What Does Qi Stagnation Mean?
Qi in the broadest sense is simply energy, which embraces all manifestations from the most material aspects such as flesh and blood, the chair you’re sitting on or the ground beneath your feet, to the most immaterial aspects such as light, heat, nerve impulses, thoughts and emotions.
In Chinese medicine, the harmonious flow of qi is the foundation of health and wellbeing. A pathological change in any area, channel or organ will often begin with a disrupted flow of qi.
When the proper flow of energy is compromised, accumulation of this nonfunctional qi will result in a multitude of symptoms, some of the common ones being pain and distention.
“Lack of free passage results in pain.”
Free-flowing Qi Is Vital To Balance And Health
Try visualizing yourself on the freeway driving relaxed and at ease having no encounter with any accidents, road work or traffic. You arrive to your destination on time, with ample energy and in good spirits. Now picture yourself in a different scenario; imagine yourself stuck on the freeway at a standstill traffic. Are you a happy camper? Probably not. In fact, many of us experience anxiety and stress, worry that we won’t make it to our destination on time, frustrated or angry for wasting so much of our time stuck on the road, and even drained of energy.

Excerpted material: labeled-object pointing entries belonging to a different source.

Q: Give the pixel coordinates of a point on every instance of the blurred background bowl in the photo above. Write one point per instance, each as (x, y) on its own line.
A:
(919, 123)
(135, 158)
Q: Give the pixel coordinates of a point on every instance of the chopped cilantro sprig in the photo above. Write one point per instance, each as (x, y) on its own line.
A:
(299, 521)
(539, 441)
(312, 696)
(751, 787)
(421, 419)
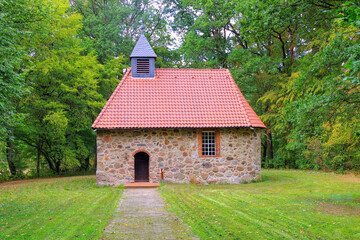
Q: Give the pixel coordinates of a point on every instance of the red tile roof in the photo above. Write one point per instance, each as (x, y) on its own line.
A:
(178, 98)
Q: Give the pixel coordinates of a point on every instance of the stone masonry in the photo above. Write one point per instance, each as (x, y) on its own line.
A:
(176, 152)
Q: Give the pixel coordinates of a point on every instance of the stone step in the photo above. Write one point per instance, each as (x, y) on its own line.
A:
(141, 185)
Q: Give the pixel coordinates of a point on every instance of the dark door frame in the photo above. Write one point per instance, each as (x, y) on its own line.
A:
(141, 167)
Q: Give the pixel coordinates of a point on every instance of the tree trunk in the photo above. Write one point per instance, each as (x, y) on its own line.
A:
(10, 160)
(95, 160)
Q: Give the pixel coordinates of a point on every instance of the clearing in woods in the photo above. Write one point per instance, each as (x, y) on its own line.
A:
(284, 205)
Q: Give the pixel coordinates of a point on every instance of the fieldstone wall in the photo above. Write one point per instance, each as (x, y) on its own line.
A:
(176, 151)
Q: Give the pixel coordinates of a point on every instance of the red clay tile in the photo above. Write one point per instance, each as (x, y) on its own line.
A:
(178, 98)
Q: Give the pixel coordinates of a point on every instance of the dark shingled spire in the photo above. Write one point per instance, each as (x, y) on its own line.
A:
(142, 48)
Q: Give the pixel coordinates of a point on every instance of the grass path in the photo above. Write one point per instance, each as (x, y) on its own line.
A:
(59, 208)
(285, 205)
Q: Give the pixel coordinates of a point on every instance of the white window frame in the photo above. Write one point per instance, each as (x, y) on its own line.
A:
(208, 143)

Well, when we zoom into our bodies, we find that our cells respond the way we would when they encounter any congestion. They do not like stagnation and naturally prefer an easy, unobstructed flow. This way every cell can get to where it needs to be, in proper time, to carry out its functions correctly and harmoniously.
Why is this so important? Well, if all of the parts of our system are in harmony with one another, then the whole system is in harmony. And a system that is in harmony gravitates towards health, wellbeing and sustainability.
Disturb one thing and you create a disturbance that ripples through the entire system. A system that is in disharmony gravitates towards illness and disease, suffering, and eventually collapse.
What Does Qi Stagnation Look Like In Our Bodies?
The particular manifestations depend upon the location of blockage. Let’s look at a few examples of commonly encountered symptoms; see in any of these look familiar to you.
- Chest and back pain
- Shortness of breath
- Abdominal pain and distention (bloating)
- Belching (aka burping)
- Acid reflux
- Irregular bowel movements (diarrhea or constipation)
- Nausea & vomiting
- Loss of appetite
- Hypochondrial pain and distention (flank or sides of your torso)
- Painful urinary dysfunction
- Irregular menstruation
- Painful menstruation (including breast tenderness!)
Other symptoms not necessarily part of our “trunk” could include headaches, depression, irritability, joint pain, sciatica and muscular pain. Any previous traumas or old injuries which have developed scar tissue or bring regular discomfort even a long time after the initial incident can be viewed as an obstruction of qi.
If you experience any of these symptoms, take a moment to think about the habits in your life that may be bringing about or exacerbating the stagnation of your qi. Making some adjustments may be wise in order to move toward a state of health and away from that of degeneration and bodily breakdown.